L’Agenzia Europea dei medicinali (EMA) raccomanda la concessione dell’AIC per lenvatinib per il trattamento di pazienti adulti affetti da carcinoma tiroideo differenziato (DTC) progressivo, localmente avanzato o metastatico. La nuova opzione terapeutica è raccomandata nei casi in cui la cui malattia sia progredita nonostante il trattamento con terapia allo iodio radioattivo.
Il carcinoma tiroideo differenziato (DTC) è generalmente trattato con chirurgia, iodio radioattivo e terapia a base di tiroxina per la soppressione dell’ormone tireostimolante (TSH). La maggior parte dei pazienti ottiene una prognosi favorevole con il trattamento standard; tuttavia, in un piccolo gruppo di individui, il cancro progredisce nonostante la terapia a base di iodio radioattivo. Questi malati attualmente hanno a disposizione poche opzioni terapeutiche. Può succedere che i pazienti non avvertano i sintomi della malattia finché il tumore non è allo stadio avanzato; in questi casi la prognosi è sfavorevole.

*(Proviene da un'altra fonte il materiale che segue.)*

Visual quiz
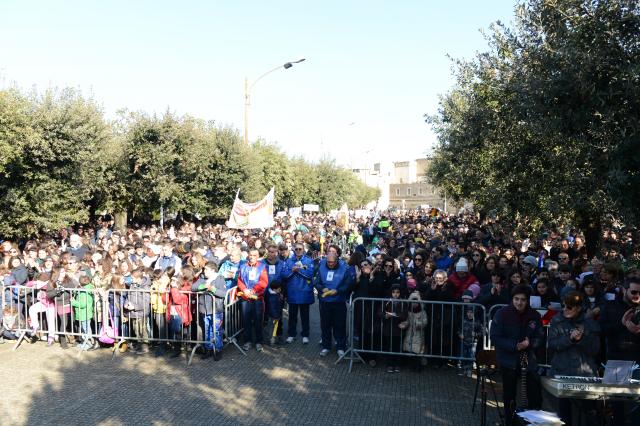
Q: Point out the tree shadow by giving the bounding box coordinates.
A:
[8,343,500,426]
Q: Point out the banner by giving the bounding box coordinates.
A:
[227,188,273,229]
[289,207,302,217]
[302,204,320,212]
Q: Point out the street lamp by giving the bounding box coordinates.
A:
[244,58,305,145]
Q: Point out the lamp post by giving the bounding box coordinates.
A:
[244,58,305,145]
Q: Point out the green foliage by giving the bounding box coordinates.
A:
[428,0,640,240]
[0,85,378,237]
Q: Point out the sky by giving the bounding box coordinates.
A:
[0,0,515,167]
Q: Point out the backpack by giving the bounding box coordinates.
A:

Lenvatinib è un inibitore della tirosin-chinasi e agisce bloccando alcuni enzimi coinvolti nella crescita e nella diffusione delle cellule tumorali. A oggi un inibitore della tirosin-chinasi , il sorafenib, è stato approvato nell’Unione Europea (UE) per il trattamento del DTC in pazienti non più rispondenti alla terapia allo iodio radioattivo.
Essendo destinato a trattare un tipo raro di tumore, il lenvatinib ha ricevuto nel 2013 la designazione di farmaco orfano; questa designazione, con gli incentivi associati, rappresenta uno strumento fra i più importanti a disposizione dell’EMA per lo sviluppo di farmaci per pazienti affetti da malattie rare.
La valutazione di lenvatinib si è basata su uno studio di fase III che ha coinvolto 392 pazienti con DTC progressivo non più rispondenti alla terapia allo iodio radioattivo, a cui è stato somministrato in modo causale il farmaco o un placebo. Lo studio ha mostrato che i pazienti trattati con lenvatinib hanno vissuto in media 14,7 mesi più a lungo, senza progressione della malattia, rispetto ai pazienti trattati con placebo.
Un’ampia quota dei pazienti che avevano ricevuto lenvatinib durante lo studio hanno avuto bisogno di ridurre le dosi o interrompere il trattamento a causa degli effetti collaterali (principalmente pressione alta ed eccesso di proteine nelle urine). Nel complesso, il Comitato per i medicinali a uso umano (CHMP) dell’EMA ha ritenuto il profilo di sicurezza del farmaco coerente con le altre terapie simili e gli effetti collaterali prevedibili e gestibili. Tuttavia il CHMP ha richiesto un ulteriore studio per definire la dose di partenza più appropriata da somministrare ai pazienti per ottimizzare i benefici e ridurre i rischi derivanti dall’utilizzo del farmaco.